第114話 フェイズ2発令

「ブリュンヒルデ1、甲板まで上げるぞ。その間に動作確認、しといてくれよな」


 牽引車がせわしなく走ってきたかと思うとアームがノーズギアを掴んでエレベーターまで運んでくれる。ゼルエルの主翼に折りたたみ機構は無いため、海軍機としてはかなり大型の部類になるのだが…その機体サイズからしてみれば決して広いとは言えない格納庫の中を無駄の無い動きで軽やかにエレベーターへ乗せるその動きにはいつも感心させられる。…ああ、そっか。今回はブリュンヒルデ「1」だったな。

 操縦桿を動かしながら、各翼が連動してちゃんと動作するかを肉眼で確認する。後席ではティクスが計器類やプログラムが正常動作しているかを確認。飛行甲板の上まで上がると、当然だがゲルヒルデの姿は既に無かった。


「ブリュンヒルデ1、二番カタパルトに接続して指示を待て」


「こちらブリュンヒルデ1、了解」


 艦首から平行して二本設置されているカタパルトの左側にあるレールを目標にノーズギアを操作する。
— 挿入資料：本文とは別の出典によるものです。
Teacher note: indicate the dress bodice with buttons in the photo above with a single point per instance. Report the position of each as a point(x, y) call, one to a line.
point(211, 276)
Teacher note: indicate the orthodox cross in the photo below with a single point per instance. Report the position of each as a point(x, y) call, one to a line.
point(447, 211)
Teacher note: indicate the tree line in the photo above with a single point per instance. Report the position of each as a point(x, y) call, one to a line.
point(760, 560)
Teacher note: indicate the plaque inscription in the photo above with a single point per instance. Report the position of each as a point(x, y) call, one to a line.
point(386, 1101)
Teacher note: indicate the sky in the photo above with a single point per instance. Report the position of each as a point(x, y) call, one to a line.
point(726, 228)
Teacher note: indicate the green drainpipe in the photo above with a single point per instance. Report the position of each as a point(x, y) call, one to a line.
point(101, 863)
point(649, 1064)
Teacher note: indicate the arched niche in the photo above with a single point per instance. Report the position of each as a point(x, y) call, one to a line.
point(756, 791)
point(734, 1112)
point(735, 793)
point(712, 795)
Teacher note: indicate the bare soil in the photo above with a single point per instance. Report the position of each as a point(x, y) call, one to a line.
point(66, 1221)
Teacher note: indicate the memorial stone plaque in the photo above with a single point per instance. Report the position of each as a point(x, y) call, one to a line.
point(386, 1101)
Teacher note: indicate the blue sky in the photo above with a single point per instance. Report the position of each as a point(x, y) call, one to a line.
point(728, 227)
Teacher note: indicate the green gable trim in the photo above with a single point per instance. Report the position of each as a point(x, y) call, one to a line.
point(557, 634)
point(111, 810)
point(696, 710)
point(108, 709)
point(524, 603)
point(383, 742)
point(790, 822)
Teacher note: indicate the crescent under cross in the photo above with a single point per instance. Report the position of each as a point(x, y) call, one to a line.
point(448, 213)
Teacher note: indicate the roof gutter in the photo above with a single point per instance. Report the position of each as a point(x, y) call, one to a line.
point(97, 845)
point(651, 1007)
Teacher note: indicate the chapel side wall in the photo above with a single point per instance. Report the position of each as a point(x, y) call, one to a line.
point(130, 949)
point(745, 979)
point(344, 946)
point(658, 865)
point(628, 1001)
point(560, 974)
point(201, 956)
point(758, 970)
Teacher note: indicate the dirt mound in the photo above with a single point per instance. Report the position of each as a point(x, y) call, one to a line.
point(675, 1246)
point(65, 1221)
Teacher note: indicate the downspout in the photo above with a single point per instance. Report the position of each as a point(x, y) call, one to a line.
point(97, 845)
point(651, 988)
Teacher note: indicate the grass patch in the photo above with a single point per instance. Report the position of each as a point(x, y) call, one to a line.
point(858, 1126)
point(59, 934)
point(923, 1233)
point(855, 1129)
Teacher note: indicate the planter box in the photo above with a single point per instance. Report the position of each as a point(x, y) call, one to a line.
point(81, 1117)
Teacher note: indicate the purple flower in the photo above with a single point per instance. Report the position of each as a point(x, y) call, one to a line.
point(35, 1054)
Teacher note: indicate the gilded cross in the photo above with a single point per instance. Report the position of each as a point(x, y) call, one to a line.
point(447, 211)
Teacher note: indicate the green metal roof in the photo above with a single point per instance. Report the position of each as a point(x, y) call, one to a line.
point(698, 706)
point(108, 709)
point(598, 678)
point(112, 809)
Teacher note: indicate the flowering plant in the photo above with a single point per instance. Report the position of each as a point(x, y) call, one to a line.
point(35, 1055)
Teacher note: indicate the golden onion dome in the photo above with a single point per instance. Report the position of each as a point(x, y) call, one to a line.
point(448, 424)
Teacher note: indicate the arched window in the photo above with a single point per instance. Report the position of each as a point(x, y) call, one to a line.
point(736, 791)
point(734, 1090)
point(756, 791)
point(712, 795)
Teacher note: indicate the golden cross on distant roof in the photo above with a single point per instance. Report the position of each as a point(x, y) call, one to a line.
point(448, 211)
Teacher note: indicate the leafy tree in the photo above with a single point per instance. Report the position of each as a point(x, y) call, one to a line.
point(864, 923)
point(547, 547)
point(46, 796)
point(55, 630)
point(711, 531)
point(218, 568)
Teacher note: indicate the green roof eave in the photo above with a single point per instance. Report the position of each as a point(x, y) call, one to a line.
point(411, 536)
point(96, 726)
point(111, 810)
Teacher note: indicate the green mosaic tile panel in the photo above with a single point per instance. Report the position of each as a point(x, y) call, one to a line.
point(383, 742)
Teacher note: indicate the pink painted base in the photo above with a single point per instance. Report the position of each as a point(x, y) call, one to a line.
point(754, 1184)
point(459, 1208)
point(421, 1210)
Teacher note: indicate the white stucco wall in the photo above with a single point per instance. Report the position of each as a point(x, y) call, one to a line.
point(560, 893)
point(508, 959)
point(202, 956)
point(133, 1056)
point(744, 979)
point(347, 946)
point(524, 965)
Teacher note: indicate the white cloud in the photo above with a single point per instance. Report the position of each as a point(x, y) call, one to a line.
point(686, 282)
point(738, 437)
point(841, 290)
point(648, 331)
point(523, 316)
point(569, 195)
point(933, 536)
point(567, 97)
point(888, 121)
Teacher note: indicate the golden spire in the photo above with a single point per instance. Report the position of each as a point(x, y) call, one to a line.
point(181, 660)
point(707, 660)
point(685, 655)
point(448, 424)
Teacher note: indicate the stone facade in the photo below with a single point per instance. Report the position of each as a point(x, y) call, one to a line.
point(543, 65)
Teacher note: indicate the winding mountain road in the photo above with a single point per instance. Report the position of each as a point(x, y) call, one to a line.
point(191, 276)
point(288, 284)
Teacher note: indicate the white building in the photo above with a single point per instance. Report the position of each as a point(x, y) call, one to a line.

甲板要員も誘導してくれるし、問題なく射出機にノーズギアが乗っかる。最後に射出バー下ろせのサインを出してその場を離れる甲板要員。ノーズギアの射出バーがカタパルトと接続され、準備が整う。あとは出撃命令を待つだけだ。


「全作戦艦隊及び全作戦機、そして全クルーに告ぐ。私は第三艦隊旗艦、アレクト艦長のホルンスト・ヴィンスター准将だ。本作戦のフェイズ2移行を前に、諸君らに伝えておきたいことがある」


 既に甲板要員も機体の周りから退避しており、隙間から蒸気の立ち昇るレールを眺めていると艦長の声が聞こえてきた。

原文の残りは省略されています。